Using reliable emulators
Retro titles are often designed for operating systems long discarded and left unsupported by Windows or Apple. This problem is less pronounced with Linux systems, but still remains. As a result, emulators step into the gap, providing a virtual environment in which your game will run flawlessly. Emulation is generally safe, but not all programs are entirely reliable, and it pays to do your research and make sure you have a reliable product. Risks run from the severe, from the Bluestacks android emulator which users reported had broken hardware; to the absurd, such as the PUBG ransomware which Forbes reports forces users to load contemporary title PlayerUnknown Battlegrounds to remove the virus.
Examining file integrity
Many retro games are now freeware, which is great news for all enthusiasts.

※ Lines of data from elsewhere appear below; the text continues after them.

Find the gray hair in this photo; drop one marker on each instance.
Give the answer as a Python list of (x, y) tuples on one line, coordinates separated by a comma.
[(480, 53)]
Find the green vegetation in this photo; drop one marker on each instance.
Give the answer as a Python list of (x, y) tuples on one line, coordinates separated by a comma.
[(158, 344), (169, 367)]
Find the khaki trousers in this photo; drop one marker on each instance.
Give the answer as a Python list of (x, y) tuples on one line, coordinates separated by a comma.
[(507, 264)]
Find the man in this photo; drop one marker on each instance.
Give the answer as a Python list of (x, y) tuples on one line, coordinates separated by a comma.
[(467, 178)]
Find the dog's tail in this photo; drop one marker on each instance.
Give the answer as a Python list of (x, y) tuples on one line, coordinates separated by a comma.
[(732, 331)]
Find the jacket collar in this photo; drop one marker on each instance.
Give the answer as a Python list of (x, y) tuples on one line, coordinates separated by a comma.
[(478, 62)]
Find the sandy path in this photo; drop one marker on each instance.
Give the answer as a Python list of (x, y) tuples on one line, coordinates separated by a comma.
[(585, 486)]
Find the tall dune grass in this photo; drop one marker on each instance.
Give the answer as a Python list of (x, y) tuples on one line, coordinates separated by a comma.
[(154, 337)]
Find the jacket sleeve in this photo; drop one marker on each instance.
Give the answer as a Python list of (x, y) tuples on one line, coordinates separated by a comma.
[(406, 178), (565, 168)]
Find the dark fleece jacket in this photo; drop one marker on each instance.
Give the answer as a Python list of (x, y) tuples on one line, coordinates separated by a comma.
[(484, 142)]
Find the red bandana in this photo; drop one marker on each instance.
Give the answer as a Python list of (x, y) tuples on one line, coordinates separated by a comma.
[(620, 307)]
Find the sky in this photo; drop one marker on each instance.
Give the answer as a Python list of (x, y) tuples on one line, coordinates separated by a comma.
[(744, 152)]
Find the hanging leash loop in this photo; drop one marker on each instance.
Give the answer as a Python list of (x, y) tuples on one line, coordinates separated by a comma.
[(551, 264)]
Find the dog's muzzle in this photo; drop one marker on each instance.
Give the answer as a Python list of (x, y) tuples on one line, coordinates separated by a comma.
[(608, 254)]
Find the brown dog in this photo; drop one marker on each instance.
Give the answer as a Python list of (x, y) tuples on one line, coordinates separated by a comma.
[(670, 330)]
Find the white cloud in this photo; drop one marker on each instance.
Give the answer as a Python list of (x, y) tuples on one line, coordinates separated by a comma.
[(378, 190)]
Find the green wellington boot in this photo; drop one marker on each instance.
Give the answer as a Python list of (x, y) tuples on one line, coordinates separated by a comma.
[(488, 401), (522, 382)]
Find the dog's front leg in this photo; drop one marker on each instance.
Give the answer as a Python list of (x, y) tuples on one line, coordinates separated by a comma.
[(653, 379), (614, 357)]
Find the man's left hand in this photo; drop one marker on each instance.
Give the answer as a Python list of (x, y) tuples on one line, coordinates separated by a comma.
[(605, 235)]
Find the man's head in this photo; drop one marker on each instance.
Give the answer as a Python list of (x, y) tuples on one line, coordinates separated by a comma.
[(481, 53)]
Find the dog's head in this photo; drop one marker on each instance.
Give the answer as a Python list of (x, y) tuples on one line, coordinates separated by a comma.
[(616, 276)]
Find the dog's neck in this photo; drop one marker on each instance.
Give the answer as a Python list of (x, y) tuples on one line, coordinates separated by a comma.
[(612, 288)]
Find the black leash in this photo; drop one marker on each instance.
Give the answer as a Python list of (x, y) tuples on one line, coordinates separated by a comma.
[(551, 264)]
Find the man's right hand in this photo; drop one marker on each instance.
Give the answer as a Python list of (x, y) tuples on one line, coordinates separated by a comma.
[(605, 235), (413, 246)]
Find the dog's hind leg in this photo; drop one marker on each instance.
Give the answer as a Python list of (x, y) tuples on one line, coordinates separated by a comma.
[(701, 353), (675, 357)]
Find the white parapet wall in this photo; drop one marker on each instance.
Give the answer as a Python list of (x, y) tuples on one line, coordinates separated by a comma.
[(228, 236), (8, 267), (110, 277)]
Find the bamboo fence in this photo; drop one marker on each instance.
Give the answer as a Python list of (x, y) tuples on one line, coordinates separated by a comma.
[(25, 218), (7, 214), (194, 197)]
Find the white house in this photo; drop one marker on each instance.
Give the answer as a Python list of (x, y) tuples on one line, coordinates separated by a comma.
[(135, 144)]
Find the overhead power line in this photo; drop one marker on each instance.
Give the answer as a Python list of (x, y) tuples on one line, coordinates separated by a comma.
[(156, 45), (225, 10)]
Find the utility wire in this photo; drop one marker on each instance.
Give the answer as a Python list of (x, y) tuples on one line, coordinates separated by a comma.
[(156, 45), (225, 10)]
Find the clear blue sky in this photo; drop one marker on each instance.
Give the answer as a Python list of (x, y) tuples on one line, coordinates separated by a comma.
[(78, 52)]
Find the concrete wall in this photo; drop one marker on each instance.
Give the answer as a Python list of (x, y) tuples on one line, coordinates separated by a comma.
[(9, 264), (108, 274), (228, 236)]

Many Football Manager fans were overjoyed to see seminal title CM01/02 was legally released as freeware by Eidos, as were followers of cult hit Beneath A Steel Sky. The advantage of these officially released titles is they come from respected sources – for instance, in the case of CM, Football Manager community SortItOutSI. Conversely, many other retro freeware games are available from a huge range of websites with varying levels of reliability. Addressing this seems simple, but is crucial to keeping your PC or console in check. Get a well respected anti-virus with file scanning capabilities, and run the scan with every new download or tape. Research your anti-virus software also; many of the larger brands have unhelpful telemetry functions and run processes not dissimilar from malware.
With security in place, you and any interested friends will be free and secure to download retro games. There’s a huge offering out there; there are so many titles on offer across the consoles that you can enjoy. You can do it without endangering your technology’s security.